Sebelum masuk ke sesi akhir ini, Cak Nun mengajak switch dari kegembiraan-kegembiraan fenomena dan ilmu, masuk ke sublimasi. Kurang lebih 15 menit, para jamaah diajak melantunkan shalawat-shalawat bersama musik KiaiKanjeng. Blankon dan kain putih sudah beliau lepas, dan kini kembali mengenakan peci Maiyah, Cak Nun memimpin pergerakan ruhaniah mengungkapkan rasa-rasa yang dalam kepada Allah dan cinta kepada Kanjeng Nabi.
Sesi ketiga ini banyak dimanfaatkan untuk memberikan kesempatan tanya jawab bagi jamaah. Beragam pertanyaan dikedepankan, salah satunya berkaitan dengan jin. Tetapi mengantarkan sesi ketiga ini, Cak Nun membawa jamaah pada kedalaman dimensi akhlak kepada Allah Swt. Sejumlah ayat mungkin diturunkan oleh Allah karena sudah sedemikian tumpulnya akhlak manusia kepada Allah.
“Jin adalah teman kita juga. Tak apa. Asalkan tauhid Anda kuat. Tak perlu mengusir-usir jin. Pengalaman saya, pernah ada orang yang kemasukan jin. Orang-orang yang berusaha mengusir gagal. Dan ketika saya dekati, saya ajak dia ikut saya, tidak saya usir, dan akhirnya jin-nya berhasil keluar justru atas permintaannya sendiri. Di KiaiKanjeng ada dua orang yang bagian-bagian jin seperti dan banyak pengalaman KiaiKanjeng. Salah satunya, pernah transit di rumah tua yang sudah 200 tahun tidak pernah dibuka. Di situlah KiaiKanjeng ditransitkan, dan di dalamnya penuh makhluk-makhluk halus. Saat saya masuk, pentolan makhluk halus berbentuk sangat besar itu memandangi saya, tetapi kemudian mengecil dan pergi. Saya sendiri tidak nglihat. Itu kata dua orang tadi,” Cak Nun turut memberikan respons.
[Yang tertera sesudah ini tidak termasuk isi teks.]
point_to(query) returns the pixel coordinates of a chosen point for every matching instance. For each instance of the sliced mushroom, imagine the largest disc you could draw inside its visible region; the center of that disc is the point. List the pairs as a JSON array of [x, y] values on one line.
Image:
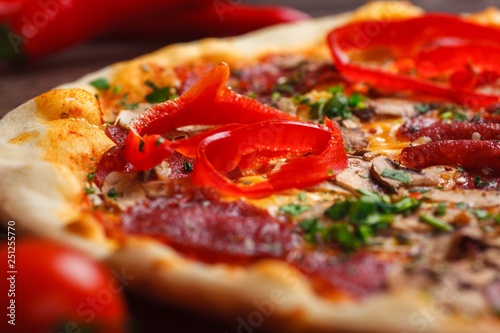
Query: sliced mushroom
[[354, 138], [122, 190], [390, 174], [357, 176], [393, 107], [473, 198]]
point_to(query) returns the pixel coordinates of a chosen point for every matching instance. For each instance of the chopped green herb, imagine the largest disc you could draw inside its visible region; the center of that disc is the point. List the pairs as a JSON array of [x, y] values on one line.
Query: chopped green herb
[[478, 182], [440, 209], [275, 96], [100, 84], [294, 209], [112, 194], [399, 175], [159, 95], [356, 220], [126, 105], [436, 223], [481, 214], [187, 166], [422, 107], [311, 228], [89, 190], [339, 105]]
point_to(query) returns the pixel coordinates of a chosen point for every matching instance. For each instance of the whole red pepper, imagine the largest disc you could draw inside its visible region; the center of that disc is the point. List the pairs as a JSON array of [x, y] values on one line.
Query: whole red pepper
[[409, 38], [35, 28], [221, 19]]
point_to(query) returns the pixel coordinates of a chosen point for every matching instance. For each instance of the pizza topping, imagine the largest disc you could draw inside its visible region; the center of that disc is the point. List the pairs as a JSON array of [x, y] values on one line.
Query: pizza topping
[[202, 226], [444, 130], [416, 47], [358, 275], [319, 150], [469, 154]]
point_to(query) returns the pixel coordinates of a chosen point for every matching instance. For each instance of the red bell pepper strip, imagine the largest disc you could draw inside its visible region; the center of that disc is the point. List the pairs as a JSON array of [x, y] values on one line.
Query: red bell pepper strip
[[209, 102], [469, 154], [220, 154], [406, 39]]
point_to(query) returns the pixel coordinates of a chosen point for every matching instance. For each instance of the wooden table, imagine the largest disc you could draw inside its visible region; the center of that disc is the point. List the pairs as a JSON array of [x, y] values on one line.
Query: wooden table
[[18, 84]]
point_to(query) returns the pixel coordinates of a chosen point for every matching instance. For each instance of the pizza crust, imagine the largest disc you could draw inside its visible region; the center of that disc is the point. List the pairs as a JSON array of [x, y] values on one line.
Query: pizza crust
[[43, 169]]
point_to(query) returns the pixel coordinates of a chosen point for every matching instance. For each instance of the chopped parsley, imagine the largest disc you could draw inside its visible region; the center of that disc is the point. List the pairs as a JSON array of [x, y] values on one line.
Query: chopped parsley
[[129, 106], [437, 223], [159, 94], [354, 221], [422, 107], [338, 105], [100, 84], [294, 209], [90, 190], [113, 194], [187, 166], [399, 175]]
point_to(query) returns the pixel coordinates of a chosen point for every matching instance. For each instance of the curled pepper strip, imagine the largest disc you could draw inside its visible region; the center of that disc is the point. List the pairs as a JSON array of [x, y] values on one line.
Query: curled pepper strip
[[469, 154], [209, 102], [319, 155], [406, 39]]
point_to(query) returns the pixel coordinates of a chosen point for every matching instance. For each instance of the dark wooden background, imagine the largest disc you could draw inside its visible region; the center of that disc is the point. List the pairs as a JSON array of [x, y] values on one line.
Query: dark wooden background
[[18, 84]]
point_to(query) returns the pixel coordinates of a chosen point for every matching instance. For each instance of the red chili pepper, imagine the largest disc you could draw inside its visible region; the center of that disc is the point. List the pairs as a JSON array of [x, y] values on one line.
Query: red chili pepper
[[469, 154], [209, 102], [409, 38], [222, 153], [36, 28], [220, 19]]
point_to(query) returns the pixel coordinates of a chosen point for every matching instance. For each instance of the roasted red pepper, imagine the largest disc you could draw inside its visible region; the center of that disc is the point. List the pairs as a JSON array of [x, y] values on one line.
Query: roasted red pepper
[[469, 154], [438, 130], [255, 134], [317, 154], [409, 41], [35, 28], [209, 102]]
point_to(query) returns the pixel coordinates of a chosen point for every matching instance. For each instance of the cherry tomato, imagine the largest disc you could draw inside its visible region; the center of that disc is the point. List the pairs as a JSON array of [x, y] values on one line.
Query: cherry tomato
[[50, 288]]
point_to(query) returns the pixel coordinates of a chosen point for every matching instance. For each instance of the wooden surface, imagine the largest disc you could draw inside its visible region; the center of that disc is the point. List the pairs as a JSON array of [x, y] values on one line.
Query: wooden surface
[[18, 84]]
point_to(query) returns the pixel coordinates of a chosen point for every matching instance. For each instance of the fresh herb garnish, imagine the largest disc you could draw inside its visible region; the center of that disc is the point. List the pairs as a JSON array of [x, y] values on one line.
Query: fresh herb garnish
[[440, 209], [187, 166], [294, 209], [100, 84], [399, 175], [90, 190], [129, 106], [422, 107], [354, 221], [438, 224], [112, 193], [338, 105]]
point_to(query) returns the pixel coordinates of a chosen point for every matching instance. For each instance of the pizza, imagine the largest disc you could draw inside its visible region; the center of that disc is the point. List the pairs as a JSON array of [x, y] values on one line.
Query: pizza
[[340, 174]]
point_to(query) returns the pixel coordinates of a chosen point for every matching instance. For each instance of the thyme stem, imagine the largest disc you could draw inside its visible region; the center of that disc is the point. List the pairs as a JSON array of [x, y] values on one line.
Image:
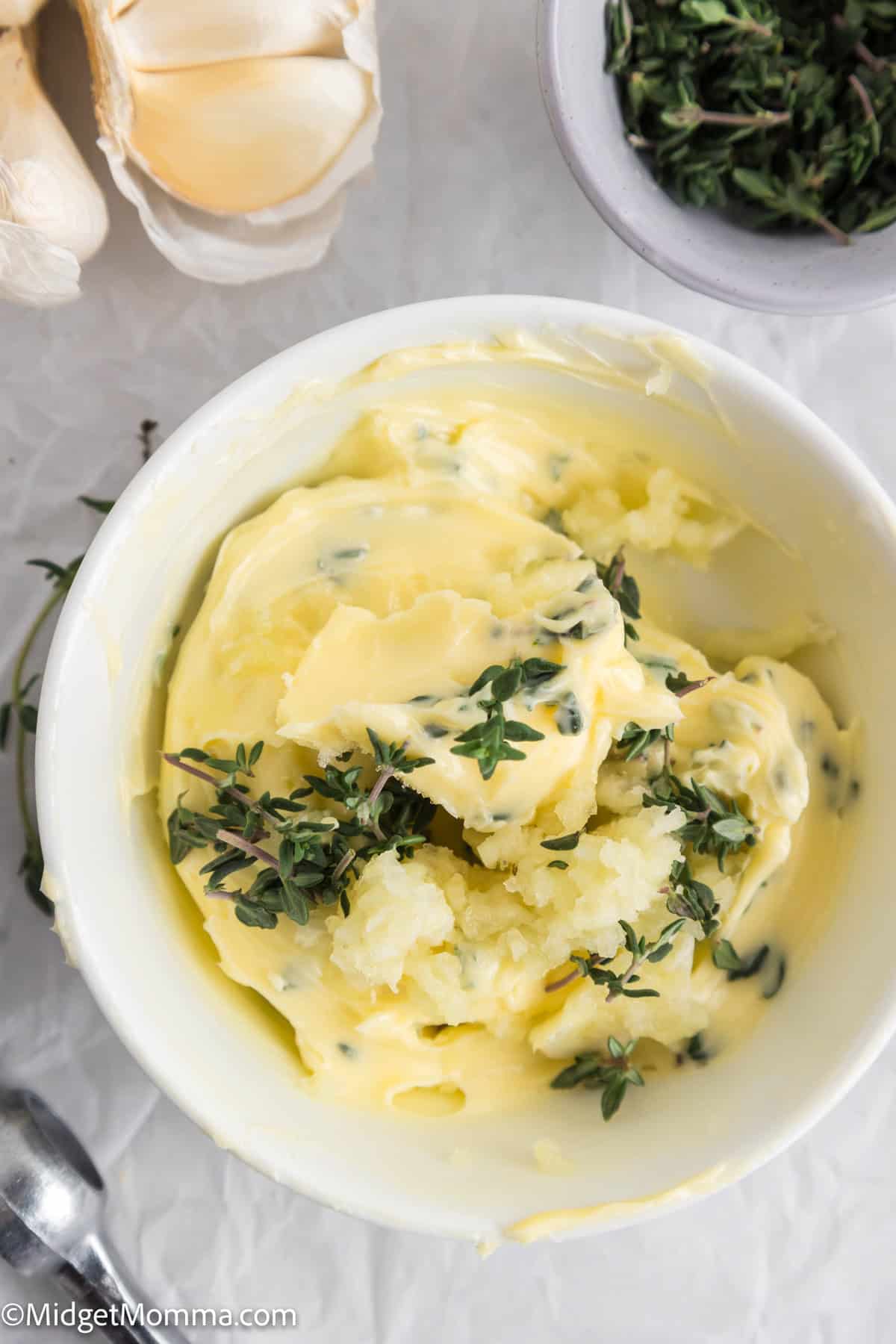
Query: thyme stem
[[28, 821]]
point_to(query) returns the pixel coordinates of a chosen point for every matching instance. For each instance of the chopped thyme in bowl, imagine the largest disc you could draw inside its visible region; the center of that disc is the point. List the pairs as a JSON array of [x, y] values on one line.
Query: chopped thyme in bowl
[[780, 113]]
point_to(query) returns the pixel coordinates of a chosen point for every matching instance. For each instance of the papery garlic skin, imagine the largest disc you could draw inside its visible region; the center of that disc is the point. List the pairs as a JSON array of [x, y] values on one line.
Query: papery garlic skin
[[16, 13], [35, 272], [237, 159], [53, 214]]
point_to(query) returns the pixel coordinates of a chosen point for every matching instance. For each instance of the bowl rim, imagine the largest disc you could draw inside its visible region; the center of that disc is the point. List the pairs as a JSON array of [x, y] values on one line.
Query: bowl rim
[[489, 314], [803, 302]]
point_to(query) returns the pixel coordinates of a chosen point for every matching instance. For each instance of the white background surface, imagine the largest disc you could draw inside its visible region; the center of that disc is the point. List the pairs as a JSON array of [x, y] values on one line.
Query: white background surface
[[470, 195]]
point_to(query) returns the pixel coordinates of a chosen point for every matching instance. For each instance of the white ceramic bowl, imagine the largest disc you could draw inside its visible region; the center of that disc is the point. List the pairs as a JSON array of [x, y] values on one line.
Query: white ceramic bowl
[[227, 1061], [806, 273]]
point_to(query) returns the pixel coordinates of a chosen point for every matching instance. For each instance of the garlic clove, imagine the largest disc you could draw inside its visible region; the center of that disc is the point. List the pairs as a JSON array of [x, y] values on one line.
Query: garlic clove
[[238, 172], [246, 134], [172, 34], [16, 13], [53, 211]]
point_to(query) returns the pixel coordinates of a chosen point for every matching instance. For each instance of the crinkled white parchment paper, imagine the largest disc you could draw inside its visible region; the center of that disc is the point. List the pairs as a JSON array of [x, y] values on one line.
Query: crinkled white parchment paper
[[470, 194]]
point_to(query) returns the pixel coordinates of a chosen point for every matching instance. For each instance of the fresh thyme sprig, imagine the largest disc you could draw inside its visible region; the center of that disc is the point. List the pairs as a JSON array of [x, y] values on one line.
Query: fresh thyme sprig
[[20, 715], [314, 860], [489, 742], [739, 968], [715, 824], [692, 900], [635, 739], [612, 1077], [623, 589], [594, 967], [782, 114]]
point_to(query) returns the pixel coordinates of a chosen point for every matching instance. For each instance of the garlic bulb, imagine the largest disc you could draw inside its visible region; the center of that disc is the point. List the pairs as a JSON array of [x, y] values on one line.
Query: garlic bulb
[[234, 125], [53, 214]]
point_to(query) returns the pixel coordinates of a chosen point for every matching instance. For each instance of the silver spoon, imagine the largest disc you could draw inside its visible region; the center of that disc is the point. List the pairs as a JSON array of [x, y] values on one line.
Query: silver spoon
[[52, 1199]]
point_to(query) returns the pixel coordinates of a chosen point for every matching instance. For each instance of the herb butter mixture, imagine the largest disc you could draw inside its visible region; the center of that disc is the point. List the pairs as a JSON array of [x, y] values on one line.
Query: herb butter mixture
[[470, 819]]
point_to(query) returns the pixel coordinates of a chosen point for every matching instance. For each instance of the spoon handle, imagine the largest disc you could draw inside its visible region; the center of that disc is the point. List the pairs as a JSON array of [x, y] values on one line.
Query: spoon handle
[[99, 1280]]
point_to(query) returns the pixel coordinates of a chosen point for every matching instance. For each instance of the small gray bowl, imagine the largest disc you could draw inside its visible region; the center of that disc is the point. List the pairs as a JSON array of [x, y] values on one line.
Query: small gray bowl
[[806, 273]]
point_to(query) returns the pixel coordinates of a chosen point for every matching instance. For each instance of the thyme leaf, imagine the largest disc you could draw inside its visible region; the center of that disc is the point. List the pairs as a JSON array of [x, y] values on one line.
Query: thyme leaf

Hal-hal lain yang Cak Nun ikut menambahkan adalah berkaitan dengan ilmu katuranggan, pranotomongso dan hidayah. Ilmu katuranggan perlu dipelajari setiap orangtua untuk keperluan mendidik dan memahami anak. Adapun pranotomongso adalah among kahanan atau situasi. Anda ikut musim, atau Anda mengendalikan musim. Proyeksinya, Anda menemukan dan memahami siklus alam di dalam kebudayaan, dan siklus budaya pada politik. Ini bisa baik dan bisa juga untuk niat yang tak baik. Kemudian mengenai hidayah, pada intinya manusia membutuhkan momen-momen hidayah untuk pergerakan dan perubahan di dalam hidupnya.
Pukul 03.30 Mocopat Syafaat memasuki penghujung, padahal nikmat Maiyah belum cukup waktu untuk benar-benar dapat diungkap dan dibagikan. Usai lantunan Duh Gusti, Cak Nun menutup perjumpaan malam ini dengan kalimat-kalimat yang diiringi dengan sesenggukan menahan tangis-jiwa dari dalam hatinya. Para jamaah kemudian berbaris berjabat tangan dengan Cak Nun dan narasumber lainnya.